I'm giving bonus points for songs that are actually ABOUT weather. (On Twitter, I also timed this so the songs could be listened to between tweets.)

So let's get started.

10: "It's a Cold Night for Alligators" by Roky Erickson and the Aliens. (And indeed it is).

9. "Cold as Ice" by Foreigner.  (You can opt out of the ad.)  Not necessarily about weather, so classic song drops a bit.

8. "The Weather" by Built to Spill. Great song; we're now moving into ones that are actually more weather-related.  (This is actually from the album Ancient Melodies of the Future, which means our YouTube uploader was very, very lazy.)

7. "Ice Cold Ice" by Hüsker Dü.  It's kind of about the weather, right?  Right?  (You had to know Bob Mould was getting in here somewhere.)

6. "Snow Day" by Fossil. This is so obscure that there's no uploadable content for it. It's all about the joys of a snow day.  Rest assured, it's a great song.  Rest assured.  

5. "Blizzard of 77" by Nada Surf.  A favorite of Scott's, which is good enough for me. We are now fully ensconced in actual weather songs.

4. "Hazy Shade" of Winter by The Bangles.  Sadly, I did not know this was a cover until just now.  Don't look at me like that.  (FWIW, the YouTube clip sounds like it was recorded off a warped vinyl copy.)

3. "Like the Weather" by 10,000 Maniacs.  Ruined  Immortalized forever by my freshman roommate Sean's drunken warbling Bahstahn rendition. It went something like this: "Shiver in me bones just tinking... about the weathaaaah." (And yes, "tinking" is spelled correctly.)

2. "The Sound of Winter" by Bush.  A great song by a band who finally figured it all out 15 years later.

And at #1... drum roll please....

1. "Snow" by jj72.  It's just awesome.

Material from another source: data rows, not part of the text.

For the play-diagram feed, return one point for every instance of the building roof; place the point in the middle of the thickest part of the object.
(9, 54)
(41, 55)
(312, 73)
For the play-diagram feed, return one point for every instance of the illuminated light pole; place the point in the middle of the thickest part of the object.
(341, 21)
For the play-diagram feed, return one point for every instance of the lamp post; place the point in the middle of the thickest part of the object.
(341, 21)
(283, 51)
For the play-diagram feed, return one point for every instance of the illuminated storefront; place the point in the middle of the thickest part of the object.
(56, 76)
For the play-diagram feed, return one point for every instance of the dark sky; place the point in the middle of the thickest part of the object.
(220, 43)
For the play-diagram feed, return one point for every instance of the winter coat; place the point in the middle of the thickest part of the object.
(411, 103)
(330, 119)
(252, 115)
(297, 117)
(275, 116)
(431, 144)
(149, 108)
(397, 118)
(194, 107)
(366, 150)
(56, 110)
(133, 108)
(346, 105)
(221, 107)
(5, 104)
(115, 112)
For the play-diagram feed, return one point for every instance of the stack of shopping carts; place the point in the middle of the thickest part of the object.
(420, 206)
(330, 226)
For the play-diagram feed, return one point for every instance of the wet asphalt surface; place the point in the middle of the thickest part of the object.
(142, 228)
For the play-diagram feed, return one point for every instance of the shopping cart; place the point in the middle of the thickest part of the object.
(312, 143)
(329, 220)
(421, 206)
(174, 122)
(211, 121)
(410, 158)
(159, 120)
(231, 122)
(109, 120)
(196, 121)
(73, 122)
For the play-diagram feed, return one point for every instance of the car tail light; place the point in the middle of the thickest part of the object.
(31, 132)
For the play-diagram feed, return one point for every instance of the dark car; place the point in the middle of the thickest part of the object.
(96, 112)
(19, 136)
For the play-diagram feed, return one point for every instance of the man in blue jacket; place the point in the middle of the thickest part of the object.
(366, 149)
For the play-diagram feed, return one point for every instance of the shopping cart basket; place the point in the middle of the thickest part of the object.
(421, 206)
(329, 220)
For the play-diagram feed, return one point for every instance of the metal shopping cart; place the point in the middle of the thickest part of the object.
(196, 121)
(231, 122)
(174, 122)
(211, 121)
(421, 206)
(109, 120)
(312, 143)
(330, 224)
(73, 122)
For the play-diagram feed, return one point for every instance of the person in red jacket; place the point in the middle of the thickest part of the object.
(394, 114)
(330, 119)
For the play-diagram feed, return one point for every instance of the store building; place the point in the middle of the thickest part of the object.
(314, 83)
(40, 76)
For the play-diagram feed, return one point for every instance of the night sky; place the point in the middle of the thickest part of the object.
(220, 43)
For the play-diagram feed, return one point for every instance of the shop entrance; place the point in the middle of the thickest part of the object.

Such angst and confusion, it's really quite brilliant.  A long-forgotten Scottish Irish band.

That's my list... so what did I forget?


Thursday, February 07, 2013

Ride - Smile

You have to love 5+ hour plane rides...

After listening to 1990's Nowhere and 1992's Going Blank Again (both CD Changer albums), Dan suggested I look into the third piece of the Ride trilogy, 1990's Smile.  This is actually a compilation of their first two EPs (Ride and Play) and is just as high quality as their previous offerings.

There's no slouch in the bunch here, although the latter part of the album holds the two undeniable gems, "Like a Daydream" and "Furthest Sense."  It works as an album too:  much like Nowehere, Ride sets the mood early and then lets the big guns loose later to finish the album off.  "Like a Daydream" is personified by its dreamy guitar sound and cloud-like vocals (and I am not even being sarcastic here, but sincere, so pardon the appropriate puns); "Furthest Sense" can be summed up with the chorus "It's time for a change/I'm not asking, I'm telling you."  Indeed.

Ride - "Like a Daydream"

It's another great album by a band on top of its game.  I think of these guys as a shoegazer version of the 1970s Buzzcocks or Wire: an initial three albums of brilliance, followed by a serious come-down.  But they were awesome when they were on form:  a little bit of rock, a little bit of tranquil atmosphere, and a little bit of flowing vibe.

CD Placement Rating:  Car CD Changer.